Artykuły

Lublin. Co dalej z konkursem na Centrum Spotkań Kultur?

Wstrzymane negocjacje i nagrody dla zwycięzców oraz prokuratorskie postępowanie. Po tekście "Gazety" konkurs na projekt Centrum Spotkań Kultur stanął pod znakiem zapytania.

W poniedziałkowej "Gazecie" ujawniliśmy niejasną rolę Stanisława Fiszera, przewodniczącego sądu konkursowego na projekt CSK w Lublinie (popularnie nazywanego Teatrem w Budowie - zdjęcie).

Firma Fiszera w czerwcu 2006 r. współpracowała z warszawskim Gray International, zdobywcą (wspólnie z firmą Dedeco) drugiego miejsca w konkursie. Gray do dziś się z tym nie kryje. Na swojej stronie internetowej wylicza, czym dokładnie zajmował się Fiszer przy pracach nad projektem Wyspy Spichrzów w Gdańsku.

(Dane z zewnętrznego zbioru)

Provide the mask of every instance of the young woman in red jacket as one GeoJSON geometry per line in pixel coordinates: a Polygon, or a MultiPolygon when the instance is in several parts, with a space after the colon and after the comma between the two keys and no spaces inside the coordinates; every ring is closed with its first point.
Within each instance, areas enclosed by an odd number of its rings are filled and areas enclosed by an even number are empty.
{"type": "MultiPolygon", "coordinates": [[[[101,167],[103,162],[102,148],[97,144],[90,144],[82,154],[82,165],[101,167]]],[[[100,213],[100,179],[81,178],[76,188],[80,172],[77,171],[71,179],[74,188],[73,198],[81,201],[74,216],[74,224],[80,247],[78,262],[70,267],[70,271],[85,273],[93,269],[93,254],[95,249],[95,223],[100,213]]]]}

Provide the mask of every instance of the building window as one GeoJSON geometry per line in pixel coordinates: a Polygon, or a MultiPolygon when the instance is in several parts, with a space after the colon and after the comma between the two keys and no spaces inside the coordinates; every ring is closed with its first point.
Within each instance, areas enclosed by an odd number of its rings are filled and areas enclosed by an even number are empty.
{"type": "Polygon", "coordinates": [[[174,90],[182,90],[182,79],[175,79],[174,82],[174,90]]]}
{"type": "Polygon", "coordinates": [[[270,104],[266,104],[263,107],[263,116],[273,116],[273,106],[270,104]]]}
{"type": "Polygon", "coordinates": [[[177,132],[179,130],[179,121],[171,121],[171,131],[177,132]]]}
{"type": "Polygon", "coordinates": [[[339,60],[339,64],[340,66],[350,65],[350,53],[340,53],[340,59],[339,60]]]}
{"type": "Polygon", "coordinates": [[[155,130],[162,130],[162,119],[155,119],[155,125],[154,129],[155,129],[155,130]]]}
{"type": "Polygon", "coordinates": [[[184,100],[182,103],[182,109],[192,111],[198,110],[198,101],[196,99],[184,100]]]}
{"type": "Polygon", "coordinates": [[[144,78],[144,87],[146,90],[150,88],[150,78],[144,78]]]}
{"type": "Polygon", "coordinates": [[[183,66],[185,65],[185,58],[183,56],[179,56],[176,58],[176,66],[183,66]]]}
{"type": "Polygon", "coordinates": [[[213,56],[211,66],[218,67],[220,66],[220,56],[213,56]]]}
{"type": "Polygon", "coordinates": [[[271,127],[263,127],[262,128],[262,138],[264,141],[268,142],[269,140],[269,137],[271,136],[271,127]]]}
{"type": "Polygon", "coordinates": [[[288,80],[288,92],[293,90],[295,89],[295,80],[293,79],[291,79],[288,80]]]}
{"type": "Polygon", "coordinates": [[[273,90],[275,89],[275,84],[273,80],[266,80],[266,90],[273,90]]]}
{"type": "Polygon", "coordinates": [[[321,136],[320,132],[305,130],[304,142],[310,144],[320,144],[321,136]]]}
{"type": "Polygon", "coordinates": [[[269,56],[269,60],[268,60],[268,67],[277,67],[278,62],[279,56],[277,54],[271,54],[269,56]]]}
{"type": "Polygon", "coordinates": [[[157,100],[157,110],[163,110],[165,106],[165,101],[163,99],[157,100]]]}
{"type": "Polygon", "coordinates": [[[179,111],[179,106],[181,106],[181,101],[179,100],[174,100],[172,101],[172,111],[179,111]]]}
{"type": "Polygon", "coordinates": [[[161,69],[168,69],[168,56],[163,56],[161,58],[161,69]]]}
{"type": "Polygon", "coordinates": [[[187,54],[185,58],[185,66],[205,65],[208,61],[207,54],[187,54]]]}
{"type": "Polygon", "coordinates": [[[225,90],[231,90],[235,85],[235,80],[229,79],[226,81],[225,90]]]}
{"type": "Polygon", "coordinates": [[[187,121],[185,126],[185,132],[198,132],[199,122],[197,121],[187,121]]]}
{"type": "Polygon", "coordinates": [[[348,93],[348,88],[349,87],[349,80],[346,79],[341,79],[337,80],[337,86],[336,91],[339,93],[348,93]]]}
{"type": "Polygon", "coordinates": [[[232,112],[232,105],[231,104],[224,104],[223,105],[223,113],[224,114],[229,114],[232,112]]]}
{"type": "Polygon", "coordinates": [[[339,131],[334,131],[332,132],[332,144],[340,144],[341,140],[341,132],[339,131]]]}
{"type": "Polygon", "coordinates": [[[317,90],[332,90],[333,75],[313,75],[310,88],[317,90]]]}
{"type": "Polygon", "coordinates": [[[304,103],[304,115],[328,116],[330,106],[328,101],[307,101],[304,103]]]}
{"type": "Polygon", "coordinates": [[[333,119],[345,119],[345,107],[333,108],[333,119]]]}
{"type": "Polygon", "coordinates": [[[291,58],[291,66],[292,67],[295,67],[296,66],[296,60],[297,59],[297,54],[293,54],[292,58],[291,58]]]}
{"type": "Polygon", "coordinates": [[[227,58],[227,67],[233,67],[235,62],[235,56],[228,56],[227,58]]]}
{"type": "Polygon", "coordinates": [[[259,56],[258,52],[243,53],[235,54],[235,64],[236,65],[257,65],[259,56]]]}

Tymczasem prawo o zamówieniach publicznych mówi, że członkowie komisji wybierającej projekt nie mogą m.in. pozostać w relacjach biznesowych z ewentualnym wykonawcą w okresie trzech lat wstecz. 14 stycznia Fiszer podpisał oświadczenie, że jego obecność w komisji nie stoi w sprzeczności z prawem. Niespełna tydzień wcześniej sąd konkursowy znał już biura chętne do projektowania CSK. Był więc czas, żeby wycofać się z komisji albo o wątpliwościach poinformować Urząd Marszałkowski. Co więcej, prawo zostawia furtkę tym, którzy zorientują się, że w przetargu startuje powiązana (biznesowo lub rodzinnie) z nimi firma. Konkursu się nie unieważnia, a jedynie powtarza część "czynności", oprócz samego otwarcia ofert.

Według wicemarszałka Jacka Sobczaka ani Gray, ani Fiszer o swoich ewentualnych związkach nie informowali.

Po lekturze naszego poniedziałkowego tekstu stanowisko zajęła prokuratura. - Badamy, czy jest uzasadnione podejrzenie popełnienia przestępstwa złożenia fałszywego oświadczenia - poinformowała nas Beata Syk-Jankowska, rzeczniczka prasowa lubelskiej prokuratury okręgowej. Składanie niezgodnych z prawdą oświadczeń, podobnie jak zeznań, jest karalne.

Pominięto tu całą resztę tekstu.